Mr. Reid asked if this was correct or incorrect, and he replied that the statements were absolutely incorrect. He then was turned over to the prosecution for cross-examination. When Col. Moreland asked him if he had read a certain book approved by Gen. Amos A. Fries, chief of the Chemical Warfare Service, as a text book fo rthat branch of the Army, He answered in the affirmative. Col. Moreland asked him what the book said about the amount of gas needed to gas a certain area. When he sought to read from the book Col. Moreland stopped him and directed him to give it from memory, as he said he had read it thoroughly.

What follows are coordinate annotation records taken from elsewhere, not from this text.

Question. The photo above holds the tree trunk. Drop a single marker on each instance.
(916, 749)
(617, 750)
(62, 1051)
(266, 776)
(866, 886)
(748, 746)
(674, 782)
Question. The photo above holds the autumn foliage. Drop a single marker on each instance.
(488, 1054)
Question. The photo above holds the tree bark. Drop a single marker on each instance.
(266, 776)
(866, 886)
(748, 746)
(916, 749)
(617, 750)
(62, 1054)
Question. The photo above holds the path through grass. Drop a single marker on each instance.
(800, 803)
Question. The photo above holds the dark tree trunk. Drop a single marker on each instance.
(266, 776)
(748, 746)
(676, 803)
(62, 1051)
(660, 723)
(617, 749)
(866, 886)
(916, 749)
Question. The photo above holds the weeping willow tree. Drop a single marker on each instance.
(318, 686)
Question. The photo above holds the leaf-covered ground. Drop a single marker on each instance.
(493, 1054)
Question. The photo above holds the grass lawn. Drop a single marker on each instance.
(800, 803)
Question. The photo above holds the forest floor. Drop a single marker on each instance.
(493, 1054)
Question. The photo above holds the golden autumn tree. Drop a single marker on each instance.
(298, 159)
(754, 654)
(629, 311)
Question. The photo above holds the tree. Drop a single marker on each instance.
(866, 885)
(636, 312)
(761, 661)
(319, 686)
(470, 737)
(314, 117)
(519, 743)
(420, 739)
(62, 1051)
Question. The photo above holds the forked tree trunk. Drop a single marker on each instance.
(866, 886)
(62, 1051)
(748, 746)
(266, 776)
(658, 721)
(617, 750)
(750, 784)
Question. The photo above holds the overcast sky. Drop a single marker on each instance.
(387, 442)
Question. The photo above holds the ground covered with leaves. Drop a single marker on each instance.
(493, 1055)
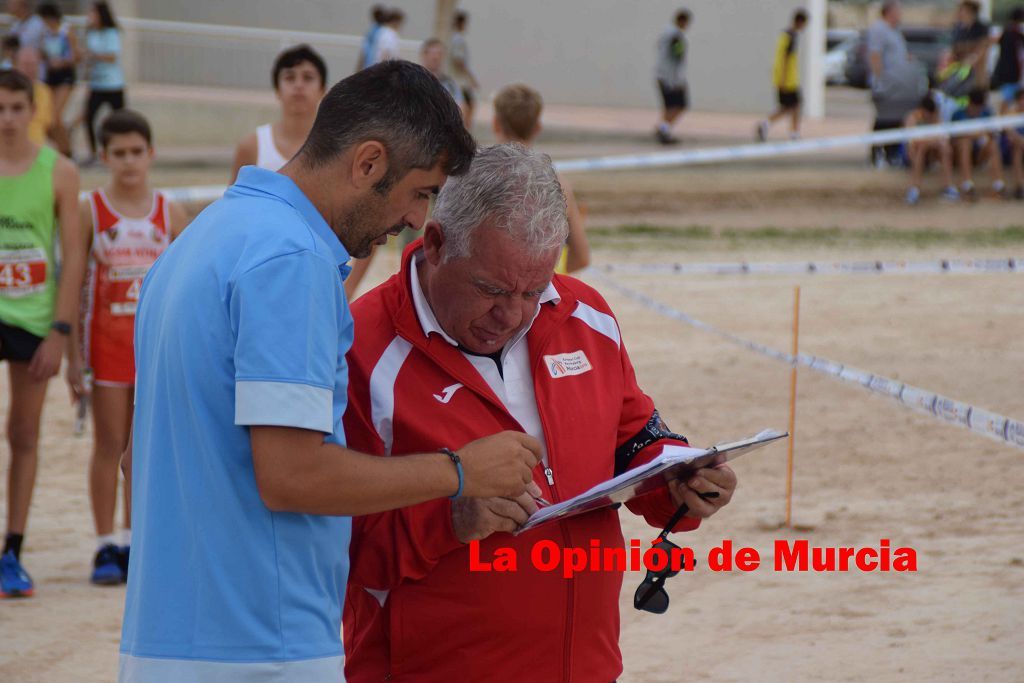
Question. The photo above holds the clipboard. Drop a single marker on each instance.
(676, 462)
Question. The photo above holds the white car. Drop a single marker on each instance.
(838, 43)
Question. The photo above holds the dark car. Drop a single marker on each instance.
(925, 43)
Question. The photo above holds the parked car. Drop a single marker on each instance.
(925, 43)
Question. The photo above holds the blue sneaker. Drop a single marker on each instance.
(14, 581)
(107, 566)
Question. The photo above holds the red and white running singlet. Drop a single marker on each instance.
(123, 250)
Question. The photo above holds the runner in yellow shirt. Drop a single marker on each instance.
(785, 78)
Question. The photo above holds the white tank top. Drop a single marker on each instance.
(266, 152)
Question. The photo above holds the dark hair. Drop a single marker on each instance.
(517, 109)
(49, 10)
(123, 122)
(972, 6)
(105, 15)
(430, 42)
(401, 105)
(293, 56)
(14, 81)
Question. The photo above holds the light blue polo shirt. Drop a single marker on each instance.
(243, 321)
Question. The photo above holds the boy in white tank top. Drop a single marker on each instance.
(299, 78)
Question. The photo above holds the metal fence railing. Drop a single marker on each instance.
(217, 55)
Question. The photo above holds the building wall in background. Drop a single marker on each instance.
(573, 51)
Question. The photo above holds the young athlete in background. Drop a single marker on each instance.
(127, 224)
(517, 119)
(38, 190)
(299, 78)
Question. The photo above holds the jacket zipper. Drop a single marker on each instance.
(550, 476)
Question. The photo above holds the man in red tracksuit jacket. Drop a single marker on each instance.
(473, 336)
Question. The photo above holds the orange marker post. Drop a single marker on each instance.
(793, 404)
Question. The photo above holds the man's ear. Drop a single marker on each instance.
(370, 163)
(433, 243)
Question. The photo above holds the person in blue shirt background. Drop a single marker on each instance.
(102, 60)
(239, 467)
(975, 150)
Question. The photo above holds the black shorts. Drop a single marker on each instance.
(55, 77)
(17, 344)
(787, 99)
(674, 98)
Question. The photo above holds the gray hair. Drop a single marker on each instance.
(508, 186)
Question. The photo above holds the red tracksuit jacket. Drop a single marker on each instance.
(414, 611)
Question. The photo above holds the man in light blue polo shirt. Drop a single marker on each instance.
(241, 553)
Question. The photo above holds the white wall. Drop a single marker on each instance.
(573, 51)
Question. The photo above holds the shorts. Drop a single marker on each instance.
(55, 77)
(788, 99)
(16, 344)
(674, 98)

He then answered that every gas attack is a particular problem and would have to be considered by itself.

Discusses Calculation.
Col. Moreland then asked him if he undertook to say that Gen. Drum's statements were purely theoretical, and he said "no," that the "rule of thumb" method was used in calculating. Pressed as to what he meant by this, he said that, for instance, it was a "rule of thumb" that it took 700 artillery shells to cut through a barbed-wire area. This was not always true, he said, because it may take 2,000 shells, and it all depends upon the conditions and the artillery officers in charge of the fire.
Asked if he remembered what the book had to say as to the number of pounds of mustard gas required to cover an area of 100 square yards in order to force an evacuation, the witness said he did not think the book made any reference to square yards, but that the matter was based on a target of 100 meters square or 10,000 square meters.
"Do you know how many pounds of mustard gas it would be necessary to use on an area 100 yards square?" asked Colonel Moreland.
"Something like 185 pounds," responded the witness. 
"You are sure that it does not take 515 pounds of mustard gas for every 100 yards square?" pressed Col. Moreland.
"That quantity," responded the witness, "would destroy all life within the area."
"So, then, what the book states is erroneous."
That statement, responded the witness to Col. Moreland, "was made by Maj. West, who is a chemist and not familiar with combat operations. If the book made that statement it was wrong."
"You know that the book was approved by Gen. Fries," asked Col. Moreland.
"Yes, but there are a lot of things that slip through," responded the witness.
"If Gen. Drum based his statements on the book would it be inaccurate?" asked Col. Moreland.

Reid Raises Objection.
At this point Representative Reid arose and threw a bomerang into the prosecution's questioning when he said that this was not a proper question because it had not been shown that Gen. Drum at the time he made the statements ever knew the book was in existence or that he based his statements on it. Not knowing that the book was in existence it was not proper evidence.
This paralleled the prosecution's attempt to keep Mrs. Lansdowne's testimony out of the record because at the time that Gen. Mitchell made his statement the Shenandoah inquiry, which Gen. Mitchell said would "be a whitewash," had not been completed.
Col. Moreland said that Gen. Drum had based his statement on the book, after turning to an officer sitting by his side, from whom he obtained the information.
Representative Reid said that he wanted the records to show that Maj. Willoughby had vouched for this statement. Col. Moreland objected to this, and, for the record, stated that he was "reliably informed" that Gen. Drum had made the statements in the book.